Alright, round two occurred today, and after much frustration, I believe I know what exactly is causing the problem, and the solution is probably just upgrade to nifi-1.9.2 which comes with an upgraded jetty.

Java 8u202 - Nifi 1.8.0 - Jetty 9.4.11 (same Jetty version is in Nifi 1.9.2)

BLUF, a single request to node1/nifi-api/controller/cluster (on thread NiFi Web Server-209) replicates (thread Replicate Request Thread-4) to itself (node1/nifi-api/controller/cluster) with additional headers indicating it's a replicated request.  The replicated request is received by thread NiFi Web Server-210.  The thread parks "waiting" This request to controller/cluster wants to run in a ReservedThreadExecutor.  The replicated request is stuck "waiting" for 30 seconds until OkHttp timeouts in EpollSelector land.

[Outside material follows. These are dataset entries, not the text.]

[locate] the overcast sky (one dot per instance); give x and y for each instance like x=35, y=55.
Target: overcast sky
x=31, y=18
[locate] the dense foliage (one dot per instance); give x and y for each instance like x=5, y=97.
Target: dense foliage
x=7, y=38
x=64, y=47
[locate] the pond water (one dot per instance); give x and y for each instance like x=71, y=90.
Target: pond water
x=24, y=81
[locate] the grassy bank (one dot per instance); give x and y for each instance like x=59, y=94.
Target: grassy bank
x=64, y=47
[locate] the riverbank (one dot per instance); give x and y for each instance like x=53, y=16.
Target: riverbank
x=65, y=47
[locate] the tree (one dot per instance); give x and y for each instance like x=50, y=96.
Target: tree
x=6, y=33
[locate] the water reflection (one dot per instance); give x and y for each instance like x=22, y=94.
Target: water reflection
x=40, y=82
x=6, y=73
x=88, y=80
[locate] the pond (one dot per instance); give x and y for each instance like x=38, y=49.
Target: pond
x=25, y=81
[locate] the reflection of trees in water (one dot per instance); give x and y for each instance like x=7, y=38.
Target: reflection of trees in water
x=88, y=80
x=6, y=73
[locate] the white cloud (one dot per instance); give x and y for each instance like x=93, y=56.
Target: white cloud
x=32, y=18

My nifi.properties has 200 threads assigned to nifi.web.jetty.threads.  I also have read.timeout set to 30 sec.

~6500 lines of debugging is here.  
https://gist.githubusercontent.com/ruckc/df947e04ae4fb55bc37ecc116f747848/raw/06625f0b6169acf272edc648a7fbd2abd043e0a4/node1.log

Wish I knew where to go from here...

--
Curtis Ruck


On Mon, May 20, 2019 at 10:06 AM Curtis Ruck <curtis.ruck@gmail.com> wrote:
I have a new 3 node cluster i'm trying to stand up.

On most of the API calls (to create proxy the proxy user) and others for debugging, i get a "java.net.SocketTimeoutException: timeout" returned.  In debugging the issue, the timeout occurs when the API replicates the request to the same instance receiving the request.  I.e when node1 replicates the request to node1.

I've attached a pruned debug logfile showing the /controller/config request with the current request "nifi.cluster.node.read.timeout=10 sec".  From what I can tell in the attached log is, Thread "Nifi Web Server-24" gets a request for /nifi-api/controller/cluster" it replicates the request to itself, which arrives 10 secs (the request timeout) later and comes in on thread "NiFi Web Server-161" at roughly the same moment (5-6 ms after) okhttp3 timeouts the request.  When 161 goes to respond the connection is already closed.  So I think what's happening is that node1 locks/blocks something that the replicated request needs to read from, but can't until the lock is released when the request timeouts.  So why is the request getting replicated to itself?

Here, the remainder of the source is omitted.